Alzheimer’s In The Early Years Early-onset Alzheimer’s is an uncommon form of dementia that strikes people younger than age 65. In that case, some of the first episodes of symptoms with the early onset start as behavioral problems. The caregiver’s of the early onset patient’s experience a lot of stress in their job of taking care of patients with dementia no matter the gender. The biggest portions of people that suffer from early onset dementia tend to have shown up in family members that are very close to them.

Alzheimer’s cannot be reversed so in that case once you have been diagnosed with it, there’s no possible way to change it and all cases end in mortality. There are two types of early onset dementia.

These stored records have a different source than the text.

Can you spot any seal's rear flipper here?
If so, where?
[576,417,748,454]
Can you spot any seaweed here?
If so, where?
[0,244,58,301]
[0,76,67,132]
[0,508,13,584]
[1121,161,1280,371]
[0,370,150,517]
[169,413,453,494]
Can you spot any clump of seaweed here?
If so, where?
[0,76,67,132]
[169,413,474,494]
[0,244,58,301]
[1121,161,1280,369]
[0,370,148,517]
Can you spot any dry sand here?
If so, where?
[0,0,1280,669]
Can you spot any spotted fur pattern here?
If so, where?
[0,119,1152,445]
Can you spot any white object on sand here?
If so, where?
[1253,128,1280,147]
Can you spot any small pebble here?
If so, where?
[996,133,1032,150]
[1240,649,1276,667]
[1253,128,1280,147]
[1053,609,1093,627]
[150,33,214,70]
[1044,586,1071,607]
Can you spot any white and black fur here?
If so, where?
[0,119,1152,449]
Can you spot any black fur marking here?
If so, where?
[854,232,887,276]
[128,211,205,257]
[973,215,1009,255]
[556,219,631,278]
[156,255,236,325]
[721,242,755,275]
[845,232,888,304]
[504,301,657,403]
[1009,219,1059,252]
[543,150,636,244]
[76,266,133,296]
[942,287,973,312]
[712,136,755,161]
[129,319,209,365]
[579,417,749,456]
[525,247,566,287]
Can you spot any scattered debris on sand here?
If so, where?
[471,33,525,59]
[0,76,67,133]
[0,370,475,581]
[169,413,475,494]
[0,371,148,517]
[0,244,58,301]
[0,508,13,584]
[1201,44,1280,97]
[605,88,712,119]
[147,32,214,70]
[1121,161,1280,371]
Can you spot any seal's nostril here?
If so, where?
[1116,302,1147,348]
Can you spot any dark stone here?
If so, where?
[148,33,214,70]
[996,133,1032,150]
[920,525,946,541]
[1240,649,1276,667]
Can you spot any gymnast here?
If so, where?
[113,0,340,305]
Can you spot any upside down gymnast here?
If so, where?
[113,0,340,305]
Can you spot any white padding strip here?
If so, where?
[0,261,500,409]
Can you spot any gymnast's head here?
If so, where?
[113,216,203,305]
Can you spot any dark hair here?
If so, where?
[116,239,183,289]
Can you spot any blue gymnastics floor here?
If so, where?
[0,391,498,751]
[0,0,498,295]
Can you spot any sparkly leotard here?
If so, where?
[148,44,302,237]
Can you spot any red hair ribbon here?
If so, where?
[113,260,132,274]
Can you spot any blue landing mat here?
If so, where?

There is pre-senile dementia also classified as Alzheimer’s disease because this often happens in patients that are younger than 65 years old. This is cause by the degeneration of the front temporal lobe, progressive supranuclear palsy, and corticobasal degeneration.

The patients that tend to be older than 65 that develop dementia share the same characteristics but often nowhere near as sever but could also still be diagnosed as Alzheimer’s depending on the patient’s conditions. Cerebrovascular disorders are age-related processes. In that case VaD, or vascular cognitive diminishing, usually arises in patients older than 65 years of age, but less frequently in patients younger than 65.

The early clinical features of front temporal lobar degeneration are changes in personality and social behavior rather than impaired cognition. With progression of the disease, impairment of cognitive functions, including memory, becomes obvious and slowly increases in severity. Stereotypical speech, with prominent reduction of vocabulary, occurs in the advanced stage of illness. Sematic dementia and progressive non-fluent aphasia are characteristic clinical symptoms of front temporal dementia.

Rapid progression of cognitive impairment with neuropsychological syndromes and neurological symptoms, like spastic pyramidal signs, myoclonia, and convulsions, has been considered characteristics of early onset Alzheimer’s. However, it was reported recently that the spastic paraparesis, seizures, and myoclonic convulsions do not always occur in early onset Alzheimer’s, although language problems and visuospatial dysfunction are common.